Characteristic	OR	95% CI	p-value
Exercise
No	—	—
Yes	0.63	0.52, 0.75	<0.001
Age	0.98	0.97, 0.98	<0.001
Sex
Male	—	—
Female	1.66	1.41, 1.96	<0.001
BMI	1.01	1.00, 1.02	0.083
Sleep hours	0.82	0.77, 0.86	<0.001
Income category	0.85	0.82, 0.89	<0.001
Smoker
Former/Never	—	—
Current	1.27	1.07, 1.51	0.007
Abbreviations: CI = Confidence Interval, OR = Odds Ratio

Step 4: Assess Confounding

The classic 10% change-in-estimate rule: a covariate is a confounder of the exposure-outcome relationship if including it changes the exposure OR by more than 10%.

mod_crude <- glm(fmd ~ exercise, data = brfss_logistic, family = binomial)

crude_or <- exp(coef(mod_crude)["exerciseYes"])
adj_or   <- exp(coef(mod_full)["exerciseYes"])
pct_change <- 100 * (crude_or - adj_or) / crude_or

tibble(
  Quantity = c("Crude OR (exercise)",
               "Adjusted OR (exercise)",
               "% change in estimate"),
  Value    = c(round(crude_or, 3),
               round(adj_or, 3),
               paste0(round(pct_change, 1), "%"))
) |>
  kable(caption = "Change-in-Estimate for Exercise") |>
  kable_styling(bootstrap_options = "striped", full_width = FALSE)

Change-in-Estimate for Exercise
Quantity	Value
Crude OR (exercise)	0.574
Adjusted OR (exercise)	0.626
% change in estimate	-9.1%

Interpretation. A change > 10% suggests meaningful confounding by the included covariates. The adjusted OR is the more reliable estimate.

Step 5: Test for Effect Modification by Sex

mod_int <- glm(
  fmd ~ exercise * sex + age + bmi + sleep_hrs + income_cat + smoker,
  data = brfss_logistic,
  family = binomial
)

anova(mod_full, mod_int, test = "LRT") |>
  kable(digits = 3, caption = "LR Test: Exercise × Sex Interaction") |>
  kable_styling(bootstrap_options = "striped", full_width = FALSE)
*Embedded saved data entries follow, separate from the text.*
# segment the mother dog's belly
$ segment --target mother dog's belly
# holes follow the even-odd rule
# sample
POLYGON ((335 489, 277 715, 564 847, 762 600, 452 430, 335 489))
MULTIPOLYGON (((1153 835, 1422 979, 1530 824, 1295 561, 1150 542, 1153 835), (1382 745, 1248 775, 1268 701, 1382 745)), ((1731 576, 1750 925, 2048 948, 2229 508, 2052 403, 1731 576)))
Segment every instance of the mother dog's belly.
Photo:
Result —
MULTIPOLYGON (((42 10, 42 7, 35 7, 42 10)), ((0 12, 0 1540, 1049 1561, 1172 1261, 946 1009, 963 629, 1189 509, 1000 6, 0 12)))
LR Test: Exercise × Sex Interaction
Resid. Df	Resid. Dev	Df	Deviance	Pr(>Chi)
4992	3867.216	NA	NA	NA
4991	3867.208	1	0.008	0.93

ggpredict(mod_int, terms = c("exercise", "sex")) |>
  plot() +
  labs(title = "Predicted Probability of FMD by Exercise and Sex",
       x = "Exercise", y = "Predicted Probability") +
  theme_minimal()

Stratum-Specific Estimates

If the interaction is meaningful, report ORs within each level of sex:

mod_male <- glm(
  fmd ~ exercise + age + bmi + sleep_hrs + income_cat + smoker,
  data = filter(brfss_logistic, sex == "Male"),
  family = binomial
)

mod_female <- glm(
  fmd ~ exercise + age + bmi + sleep_hrs + income_cat + smoker,
  data = filter(brfss_logistic, sex == "Female"),
  family = binomial
)

bind_rows(
  tidy(mod_male,   exponentiate = TRUE, conf.int = TRUE) |>
    filter(term == "exerciseYes") |> mutate(stratum = "Male"),
  tidy(mod_female, exponentiate = TRUE, conf.int = TRUE) |>
    filter(term == "exerciseYes") |> mutate(stratum = "Female")
) |>
  dplyr::select(stratum, estimate, conf.low, conf.high, p.value) |>
  mutate(across(c(estimate, conf.low, conf.high), \(x) round(x, 3)),
         p.value = format.pval(p.value, digits = 3)) |>
  kable(col.names = c("Sex", "OR (Exercise)", "Lower", "Upper", "p"),
        caption = "Stratum-Specific ORs for Exercise") |>
  kable_styling(bootstrap_options = "striped", full_width = FALSE)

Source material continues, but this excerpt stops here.